This debate has really hit some hot buttons.  I love reading the
exchanges as there are clearly some personal philosophies at work here.
Ain't it great!

>>>>> "Michael" == Michael Robinton <[EMAIL PROTECTED]> writes:

    Michael> Give a man a dump truck full of leggos, motors and gears
    Michael> and you can build some really interesting stuff, give man
    Michael> an end mill or a lathe and he can build a rocket ship to
    Michael> the moon.
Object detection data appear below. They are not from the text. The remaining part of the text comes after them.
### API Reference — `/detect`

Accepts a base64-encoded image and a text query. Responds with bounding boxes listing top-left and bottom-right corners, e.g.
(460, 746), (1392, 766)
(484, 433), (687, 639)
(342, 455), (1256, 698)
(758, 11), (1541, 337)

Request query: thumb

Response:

You figure out which one is Weblogic and which
    Michael> one is Apache-modperl :-)

Doubtful.

In my experience, these so-called enterprise solutions are just that
... a huge lathe, or whatever an end mill is.  Their solution to even
the most minute problem is to throw huge - I mean huge - application
piece parts at it, hoping to bury it in the wizard technology of the
moment.  There is no other solution.  You get it all or you get none of
it.  Or if you only want a part of the bulk, you still must sift through
a mountain of installed crap.  "What do you mean I need 1GB of disk and
500 MB of memory just to get an internet-enabled report queue manager?"

Now maybe some feel better with a large enterprise application server or
whatever staring over one's shoulder, but I prefer to build my solution
in a way that I get only what I need.  The rest can be called upon,
installed if you will, when it is deemed necessary (by me, or by the
needs of the environment), but otherwise only the necessary parts are
present and in play.  And I can determine what is necessary and when,
not the vendor supplying the solution-of-all-solutions.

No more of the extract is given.